No Brasil, um dos maiores desafios ainda é a efetivação das políticas públicas que garantem atendimento multiprofissional para crianças com TEA. Embora haja legislações que reconheçam esse direito, a prática ainda é marcada por desigualdades regionais e pela falta de investimentos (Piza, 2021). Esse cenário coloca grande parte da responsabilidade sobre as famílias, que se veem obrigadas a buscar alternativas particulares, nem sempre acessíveis.

Diante desse quadro, é necessário compreender que a intervenção multiprofissional não é

um luxo, mas uma necessidade. Como enfatiza Gaiato (2023), o cérebro autista é singular e exige estímulos singulares. Ignorar essa premissa é comprometer as possibilidades de desenvolvimento da criança, especialmente na primeira infância, quando a plasticidade cerebral está em seu auge.

Portanto, o desafio não é apenas técnico, mas também social. A intervenção

multiprofissional deve ser pensada como uma política de inclusão, que reconheça o direito das crianças autistas a uma infância plena e significativa.
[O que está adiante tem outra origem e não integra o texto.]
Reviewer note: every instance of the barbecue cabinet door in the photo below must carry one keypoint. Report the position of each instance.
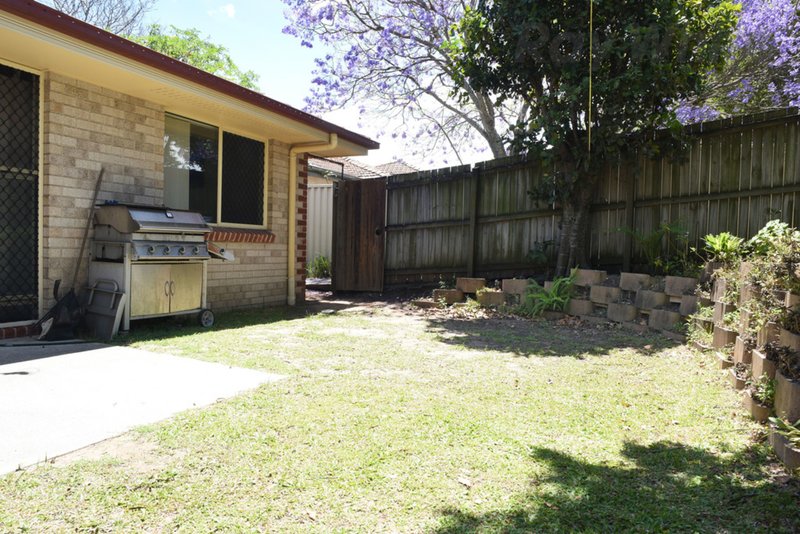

Para isso, é fundamental que profissionais de diferentes áreas sejam capacitados, que as famílias sejam apoiadas e que as escolas se tornem espaços efetivamente inclusivos.

Em síntese, as estratégias multiprofissionais de intervenção no TEA, sobretudo na primeira

infância, devem articular ciência, educação e sensibilidade social. Elas não podem se limitar à aplicação de protocolos padronizados, mas devem ser flexíveis, individualizadas e centradas na criança. Os desafios enfrentados pelas famílias e instituições reforçam que ainda há um longo caminho a percorrer, mas também evidenciam que, quando há investimento e compromisso, os resultados podem transformar não apenas a vida da criança, mas também a forma como a sociedade compreende e valoriza a diversidade humana.

POLÍTICAS PÚBLICAS VOLTADAS AO TEA NO BRASIL, COM FOCO NA EDUCAÇÃO E NA SAÚDE

O enfrentamento do Transtorno do Espectro Autista (TEA) na primeira infância não pode

ser pensado apenas no âmbito clínico ou educacional isoladamente. A complexidade do espectro exige políticas públicas integradas que articulem saúde, educação e assistência social, de modo a garantir o acesso a diagnósticos precoces, tratamentos adequados, inclusão escolar e suporte às famílias. No Brasil, esse movimento tem se intensificado nas últimas décadas, impulsionado por legislações específicas, pela mobilização de grupos familiares e pelas pesquisas acadêmicas que apontam a importância da intervenção precoce.

Historicamente, o reconhecimento do autismo como uma condição que demanda políticas

públicas próprias foi gradual. Segundo Mas (2018), o processo de construção do diagnóstico do TEA está diretamente relacionado a transformações sociais e científicas que impactaram a forma como a sociedade passou a perceber essa condição. O reconhecimento jurídico do direito à inclusão educacional e à atenção em saúde mental representou um marco que transformou práticas institucionais, trazendo novas exigências para escolas e serviços de saúde.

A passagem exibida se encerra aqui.